Un phage capable de tuer la bactérie Klebsiella pneumoniae

L’un des médecins, Anaïs Eskenazi, a décidé d’essayer la phagothérapie. Un échantillon de la bactérie a été envoyé à l’Institut Eliava de Tbilissi, en Géorgie, pour trouver un phage capable de la tuer. L’Institut Eliava utilise la phagothérapie pour traiter les infections depuis les années 1920.

Après avoir trouvé un tel phage, l’institut a fait évoluer le virus pour qu’il soit encore plus efficace pour tuer la bactérie. La thérapie était prête à être mise en œuvre en novembre 2016, mais elle a été mise en attente car certains médecins s’inquiétaient de sa sécurité et de son efficacité.

« À l’époque, il y avait très peu de littérature scientifique sur l’utilisation des phages, sauf dans les pays où la phagothérapie est utilisée depuis longtemps, comme la Géorgie et la Pologne », explique Eskenazi.

En février 2018, l’état de cette femme ne s’améliorait toujours pas, et elle a finalement été traitée avec les phages en combinaison avec des antibiotiques. En quelques semaines, son état s’est amélioré, et son fémur cassé a enfin commencé à guérir.

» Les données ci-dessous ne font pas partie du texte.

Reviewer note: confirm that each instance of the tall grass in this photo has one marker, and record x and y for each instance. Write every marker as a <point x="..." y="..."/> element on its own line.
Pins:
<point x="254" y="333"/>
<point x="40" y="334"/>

Elle est maintenant capable de marcher à nouveau, et participe à des sports tels que le cyclisme.

Malgré de tels résultats, il existe plusieurs obstacles à une utilisation plus large de la phagothérapie. Les phages sont spécifiques à certaines bactéries, et celles-ci peuvent rapidement développer une résistance, explique Ben Temperton de l’université d’Exeter, au Royaume-Uni. L’évolution ou la « pré-adaptation » des phages, comme l’a fait l’Institut Eliava, réduit la résistance mais prend du temps.

Développer des phagothérapies « prêtes à l’emploi » 

« Les patients ont généralement suivi un long parcours d’antibiotiques qui ont échoué avant que l’on envisage d’utiliser des phages », explique Ben Temperton. Des efforts sont faits pour développer des phagothérapies « prêtes à l’emploi » contenant un cocktail de différents types de phages – l’idée étant qu’au moins l’un d’entre eux soit efficace – mais ces thérapies nécessiteraient des ajustements constants pour garantir leur efficacité.

« Dans la mesure du possible, les médecins devraient préférer l’utilisation de phages préadaptés avec des antibiotiques pour obtenir la synergie phage-antibiotique, qui rend le traitement très efficace », explique Eskenazi.

Ces problèmes rendent difficile l’obtention d’une autorisation réglementaire. Au moment où cette femme a été traitée, Eskenazi a dû obtenir une autorisation spéciale pour essayer la phagothérapie. Cela reste le cas dans la plupart des pays, ce qui explique pourquoi les thérapies phagiques sont rarement utilisées.

Un système spécifiquement conçu pour la phagothérapie

Cependant, en 2019, l’Agence fédérale des médicaments et des produits de santé en Belgique a introduit un système spécifiquement conçu pour la phagothérapie, ce qui permet aux médecins de l’essayer beaucoup plus facilement. « Nous essayons d’étendre ce cadre à l’Europe », indique M. Pirnay.

Cette recherche a été publiée dans Nature Communications.